Abercrombie & Fitch reported another quarter of declining sales on Wednesday, while fellow teen retailer American Eagle's shares rose on better-than-expected results.

These retailers, known for their logo-laden apparel, have struggled to compete in a highly promotional industry and against fast-fashion competitors like H&M.

At Abercrombie, comparable sales fell 10% in the fourth quarter, worse than the Street's expectations of a 8.7% decline.

Its international stores particularly struggled, with comparable sales falling 17% abroad and 6% in the U.S. All brands posted declines: Comparable sales fell 11% at Hollister, 9% at Abercrombie & Fitch and 6% at abercrombie kids.

"2014 was a year of significant change for Abercrombie & Fitch," said Executive Chairman Arthur Martinez, in part referencing the December ouster of CEO Mike Jeffries. "For the full year, our results came in well below our initial expectations, as an expected improvement in comparable sales did not materialize, and further progress on expense reduction was insufficient to offset weaker sales."

As part of the company's efforts to reduce expenses, it said on a call with investors that it was selling its private jet.

Total sales in the quarter declined 14% to $1.12 billion, driven by the fall in comparable sales as well as the impact of a stronger dollar and net store closures. The retailer expects many of these challenges to continue in the first half of 2015, including headwinds from a stronger dollar and continuing declines in their logo business.

"We believe it is taking time to win back customers (longer than we expected), despite better assortments," said Stifel Nicolaus analyst Richard Jaffe.

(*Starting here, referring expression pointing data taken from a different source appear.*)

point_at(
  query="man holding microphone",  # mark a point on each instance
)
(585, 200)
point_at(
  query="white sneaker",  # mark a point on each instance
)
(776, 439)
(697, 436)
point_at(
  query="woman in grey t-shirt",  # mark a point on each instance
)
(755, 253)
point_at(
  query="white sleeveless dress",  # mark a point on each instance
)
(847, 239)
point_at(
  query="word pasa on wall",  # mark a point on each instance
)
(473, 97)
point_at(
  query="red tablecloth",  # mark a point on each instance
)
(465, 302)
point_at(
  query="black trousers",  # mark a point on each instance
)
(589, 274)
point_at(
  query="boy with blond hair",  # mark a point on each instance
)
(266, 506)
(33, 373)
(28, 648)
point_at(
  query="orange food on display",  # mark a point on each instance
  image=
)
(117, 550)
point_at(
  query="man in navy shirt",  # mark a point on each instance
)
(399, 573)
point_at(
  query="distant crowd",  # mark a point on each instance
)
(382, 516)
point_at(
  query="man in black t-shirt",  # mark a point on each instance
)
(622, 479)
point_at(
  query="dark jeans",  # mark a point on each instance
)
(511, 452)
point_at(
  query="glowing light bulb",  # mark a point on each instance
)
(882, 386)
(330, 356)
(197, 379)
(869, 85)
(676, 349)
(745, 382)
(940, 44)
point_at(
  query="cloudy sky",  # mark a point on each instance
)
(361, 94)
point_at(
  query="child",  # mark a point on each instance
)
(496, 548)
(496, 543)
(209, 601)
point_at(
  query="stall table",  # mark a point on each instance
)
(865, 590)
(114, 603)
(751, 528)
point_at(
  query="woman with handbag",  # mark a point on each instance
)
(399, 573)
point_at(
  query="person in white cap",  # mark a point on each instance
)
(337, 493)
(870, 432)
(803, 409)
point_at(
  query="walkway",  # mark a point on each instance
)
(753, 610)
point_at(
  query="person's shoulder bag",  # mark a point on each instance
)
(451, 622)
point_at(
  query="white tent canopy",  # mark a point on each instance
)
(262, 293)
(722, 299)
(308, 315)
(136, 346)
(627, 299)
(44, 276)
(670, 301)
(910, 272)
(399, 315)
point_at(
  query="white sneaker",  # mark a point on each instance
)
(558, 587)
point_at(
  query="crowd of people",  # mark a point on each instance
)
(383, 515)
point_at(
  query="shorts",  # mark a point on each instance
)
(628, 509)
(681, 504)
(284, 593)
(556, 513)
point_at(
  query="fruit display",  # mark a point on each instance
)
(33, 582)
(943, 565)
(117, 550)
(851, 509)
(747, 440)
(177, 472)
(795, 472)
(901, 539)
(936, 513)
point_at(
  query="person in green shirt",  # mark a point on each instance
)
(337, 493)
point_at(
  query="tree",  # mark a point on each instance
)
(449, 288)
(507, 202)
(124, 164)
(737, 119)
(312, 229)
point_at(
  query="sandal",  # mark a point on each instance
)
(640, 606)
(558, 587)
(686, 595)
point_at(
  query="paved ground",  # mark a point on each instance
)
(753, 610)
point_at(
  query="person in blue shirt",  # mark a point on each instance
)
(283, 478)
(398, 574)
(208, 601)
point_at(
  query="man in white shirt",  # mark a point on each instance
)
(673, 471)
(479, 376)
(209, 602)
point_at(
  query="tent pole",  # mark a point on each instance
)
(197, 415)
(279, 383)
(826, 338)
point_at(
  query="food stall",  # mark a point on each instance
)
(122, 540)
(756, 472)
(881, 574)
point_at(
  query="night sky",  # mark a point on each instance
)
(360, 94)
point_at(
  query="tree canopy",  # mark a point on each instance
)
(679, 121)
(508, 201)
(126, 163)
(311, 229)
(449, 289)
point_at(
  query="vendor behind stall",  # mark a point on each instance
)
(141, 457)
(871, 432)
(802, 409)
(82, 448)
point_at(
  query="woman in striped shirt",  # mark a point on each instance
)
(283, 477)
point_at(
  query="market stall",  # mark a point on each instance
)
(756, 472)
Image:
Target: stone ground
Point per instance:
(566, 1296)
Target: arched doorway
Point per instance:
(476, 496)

Net income fell to $44.4 million, or 63 cents per share, from $66.1 million, or 85 cents per share, a year ago. Excluding certain items, per-share earnings came in at $1.15.

Analysts had called for revenue of $1.17 billion and net income of $1.15 per share.

Meanwhile,  American Eagle Outfitters delivered good news to investors Tuesday morning, saying it beat both top and bottom line estimates in the fourth quarter. Shares rose 9% in premarket trading.

The teen retailer, which has worked to reduce promotions, reported profit of $61.6 million, or 32 cents per share, up from $10.5 million, or five cents per share, a year ago. Adjusted for items, per-share earnings were 36 cents, ahead of analyst consensus estimates of 34 cents.

"Improved merchandise assortments, combined with a better customer experience, drove strengthened sales trends and we successfully reduced promotion," said interim CEO Jay Schottenstein.

Revenue increased 3% to $1.07 billion, ahead of analyst estimates of $1.06 billion. Comparable sales were flat.

“After a tough start to fiscal 2014, I’m pleased to see our initiatives and business priorities begin to deliver results. We achieved a solid fourth quarter, exceeding our expectations," said Schottenstein, who added that they're "encouraged to see momentum continue into the spring season."

American Eagle is calling for first quarter earnings of nine to twelve cents per share, which includes an expected negative impact from the West Coast port delays.

Shares of Abercrombie fell 9% on Wednesday morning and are down 15.5% this year.  American Express  shares popped 9% following Wednesday's earnings report and are up 6.7% year-to-date.